An impressive campaign by Lille saw them finish in third place, behind only the financial powerhouses of Monaco and PSG last season. With a relatively young squad, it was hoped the French outsiders would push on further this season, but they have been unable to do so. Not only are they way off the top teams, almost 30 points behind PSG in fact, they have also dropped below sides of similar or lesser stature than themselves. Languishing in eight place, Lyon, Marseille, Saint-Etienne, Bordeaux and Montpellier have all leapfrogged them since last season as the side have massively underachieved. Ultimately, they finished closer in terms of points to relegation than they did to title winners PSG.
3 Borussia Dortmund
They may have restored some pride at the back end of the season, but it has to be said, Jurgen Klopp's last season at Borussia Dortmund was a huge letdown. From title challengers to relegation candidates, Dortmund spent the vast majority of the season in the bottom five before finally finding some form. As late as February they were still among the relegation fodder of the Bundesliga, despite maintaining a respectable Champions League campaign, only going out to eventual finalists Juventus. Dortmund rediscovered their old selves around March time and have put together an impressive run since then, finishing the season in seventh. Although their decent end to the season masks the disappointment somewhat, from second to seventh is a considerable drop for the supposed title challenger, who finished a whopping 33 points behind Bayern Munich.
2 AC Milan
It is no secret that both Milan clubs have hugely underachieved not just this year but over the last few, and both quite rightly make this list. European giants and the second most successful club in Champions League history behind only Real Madrid, AC Milan are undoubtedly one of Europe's traditional powerhouses. Domestic and European success is considered a given at the Italian giants, but their steep decline has run rather similarly alongside their crosstown rivals. Inter's eighth place finish is shocking, AC Milan's 10th placed finish is even more so. Wedged exactly half way down the Serie A table, AC Milan are now closer to relegated sides like Cesena and Parma than they are to the league champions Juventus. Underachievement on a mammoth scale by one of Europe's greatest clubs.
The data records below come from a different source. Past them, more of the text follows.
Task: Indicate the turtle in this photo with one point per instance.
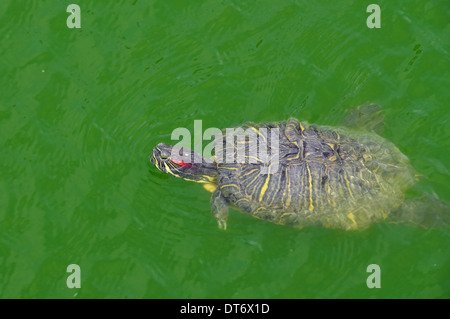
(338, 177)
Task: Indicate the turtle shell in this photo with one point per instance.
(312, 175)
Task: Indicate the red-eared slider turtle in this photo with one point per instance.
(336, 177)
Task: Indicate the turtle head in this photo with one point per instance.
(180, 162)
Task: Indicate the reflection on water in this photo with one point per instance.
(82, 110)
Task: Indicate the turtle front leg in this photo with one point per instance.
(219, 208)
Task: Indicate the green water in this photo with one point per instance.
(81, 110)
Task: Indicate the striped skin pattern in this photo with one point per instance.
(325, 176)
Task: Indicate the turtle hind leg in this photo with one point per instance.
(425, 212)
(219, 208)
(368, 116)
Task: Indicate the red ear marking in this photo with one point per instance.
(181, 163)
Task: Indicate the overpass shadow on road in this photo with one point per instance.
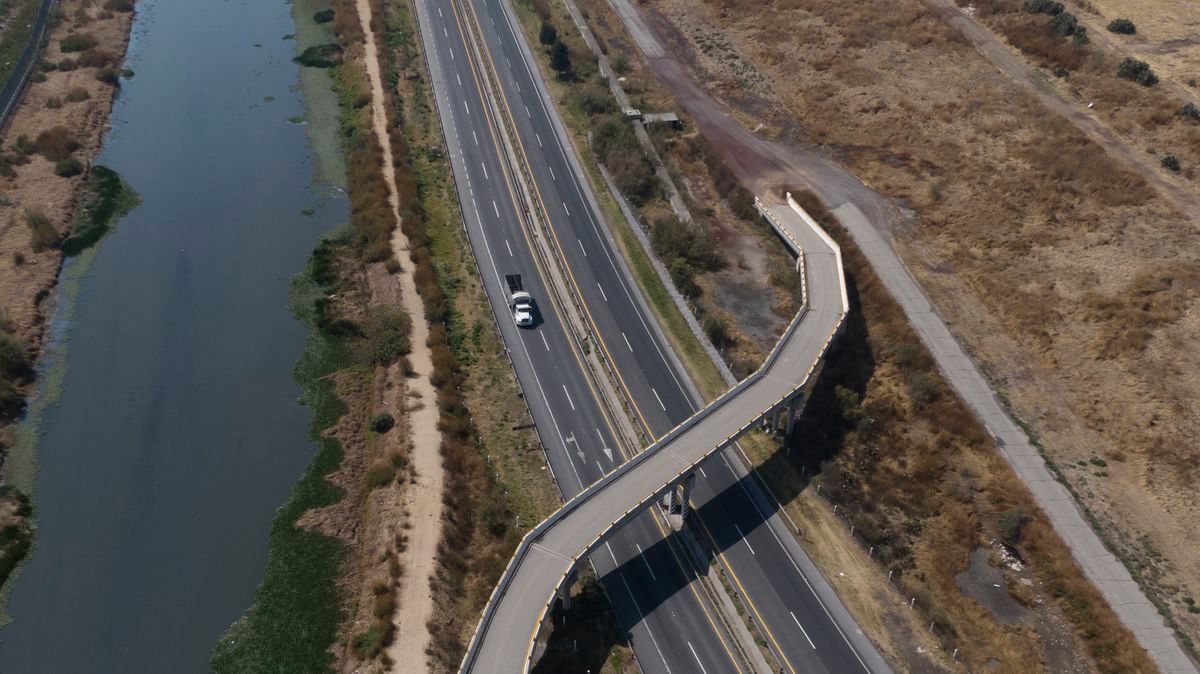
(819, 434)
Liverpool ended the season in a catastrophic fashion, with a devastating 6-1 thrashing at the hands of Stoke in what was Steven Gerrard's last game for the club. Whilst the defeat was undoubtedly the most damning of the season, it has been a campaign full of disappointment for the Reds. Having lost the considerable talents of Luis Suarez to Barcelona and strike partner Daniel Sturridge to injury, Liverpool lost the most prolific strike force in the Premier League last season. The club re-invested the money made on Suarez, plus more, to ensure the club maintained its rise.
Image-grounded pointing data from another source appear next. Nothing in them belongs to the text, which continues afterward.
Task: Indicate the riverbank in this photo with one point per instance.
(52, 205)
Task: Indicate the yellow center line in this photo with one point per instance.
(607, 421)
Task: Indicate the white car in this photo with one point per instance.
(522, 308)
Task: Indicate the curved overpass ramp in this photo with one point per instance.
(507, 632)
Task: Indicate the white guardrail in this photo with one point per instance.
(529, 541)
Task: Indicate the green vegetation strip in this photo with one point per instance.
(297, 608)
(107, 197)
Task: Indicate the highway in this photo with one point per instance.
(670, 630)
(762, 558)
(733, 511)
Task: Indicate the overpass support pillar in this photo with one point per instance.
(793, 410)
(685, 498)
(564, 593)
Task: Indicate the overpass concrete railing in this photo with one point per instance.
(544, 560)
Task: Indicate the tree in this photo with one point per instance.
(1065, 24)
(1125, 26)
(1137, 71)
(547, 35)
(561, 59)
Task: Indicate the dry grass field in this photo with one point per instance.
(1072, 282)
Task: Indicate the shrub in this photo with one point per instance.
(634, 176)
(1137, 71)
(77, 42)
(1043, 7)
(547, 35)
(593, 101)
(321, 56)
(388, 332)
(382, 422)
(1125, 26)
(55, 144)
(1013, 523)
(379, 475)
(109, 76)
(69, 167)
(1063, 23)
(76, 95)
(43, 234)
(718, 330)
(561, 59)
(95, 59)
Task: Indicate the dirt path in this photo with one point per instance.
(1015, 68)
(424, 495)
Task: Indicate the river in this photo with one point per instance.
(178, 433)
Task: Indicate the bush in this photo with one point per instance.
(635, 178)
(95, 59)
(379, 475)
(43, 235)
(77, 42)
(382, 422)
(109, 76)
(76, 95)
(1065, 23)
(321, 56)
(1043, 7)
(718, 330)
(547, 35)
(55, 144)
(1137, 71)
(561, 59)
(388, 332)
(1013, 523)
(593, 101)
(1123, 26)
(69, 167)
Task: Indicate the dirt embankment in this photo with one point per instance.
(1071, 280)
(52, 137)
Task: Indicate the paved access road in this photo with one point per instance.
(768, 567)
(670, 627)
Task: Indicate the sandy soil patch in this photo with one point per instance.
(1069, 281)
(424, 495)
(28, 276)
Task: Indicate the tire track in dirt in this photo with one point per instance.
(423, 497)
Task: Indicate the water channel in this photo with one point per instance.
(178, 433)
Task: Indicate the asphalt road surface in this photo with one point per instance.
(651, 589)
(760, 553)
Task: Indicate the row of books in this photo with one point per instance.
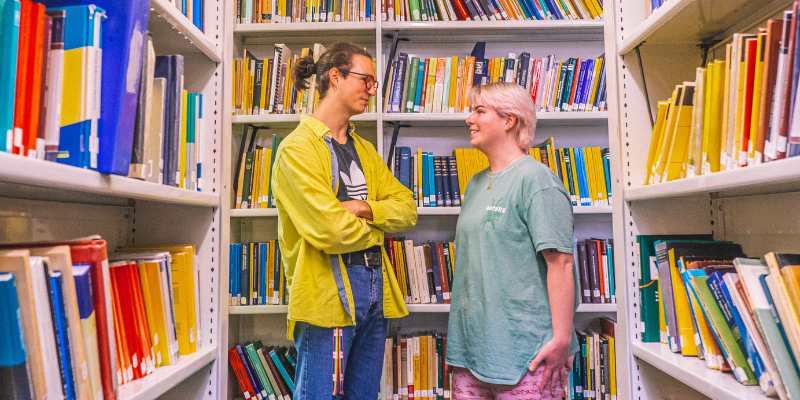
(489, 10)
(79, 322)
(285, 11)
(425, 272)
(594, 267)
(256, 275)
(58, 85)
(253, 174)
(289, 11)
(739, 112)
(264, 372)
(737, 314)
(265, 86)
(440, 85)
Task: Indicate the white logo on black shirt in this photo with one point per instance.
(356, 183)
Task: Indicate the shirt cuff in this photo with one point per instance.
(378, 212)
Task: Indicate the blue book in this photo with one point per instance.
(9, 31)
(432, 179)
(122, 41)
(62, 335)
(264, 299)
(437, 279)
(405, 166)
(425, 182)
(13, 354)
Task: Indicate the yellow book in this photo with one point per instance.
(149, 279)
(431, 88)
(683, 314)
(184, 132)
(757, 87)
(726, 109)
(574, 175)
(666, 137)
(183, 288)
(453, 84)
(680, 136)
(661, 116)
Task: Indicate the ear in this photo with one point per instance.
(511, 120)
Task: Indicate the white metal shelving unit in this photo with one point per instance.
(45, 201)
(441, 132)
(738, 205)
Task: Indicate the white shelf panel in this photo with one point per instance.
(695, 21)
(453, 29)
(165, 378)
(774, 177)
(50, 175)
(291, 120)
(413, 308)
(459, 119)
(428, 211)
(173, 33)
(302, 32)
(694, 373)
(245, 310)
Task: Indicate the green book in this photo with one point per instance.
(262, 375)
(412, 81)
(276, 141)
(733, 353)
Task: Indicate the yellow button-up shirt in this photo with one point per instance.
(312, 225)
Despite having cash to burn and the lure of Champions League football, Rodgers' signings have been largely disappointing. Dejan Lovren, Lazar Markovic, Mario Balotelli and Adam Lallana were all expensive acquisitions, who despite having age on their side, appear to have been poor deals. Rickie Lambert has failed to impact whilst Emre Can and Alberto Moreno have been fairly steady. Liverpool finished the season in sixth place, a four position drop on last season, and the heat is certainly on Brendan Rodgers, who finished only six points better off than his old club Swansea.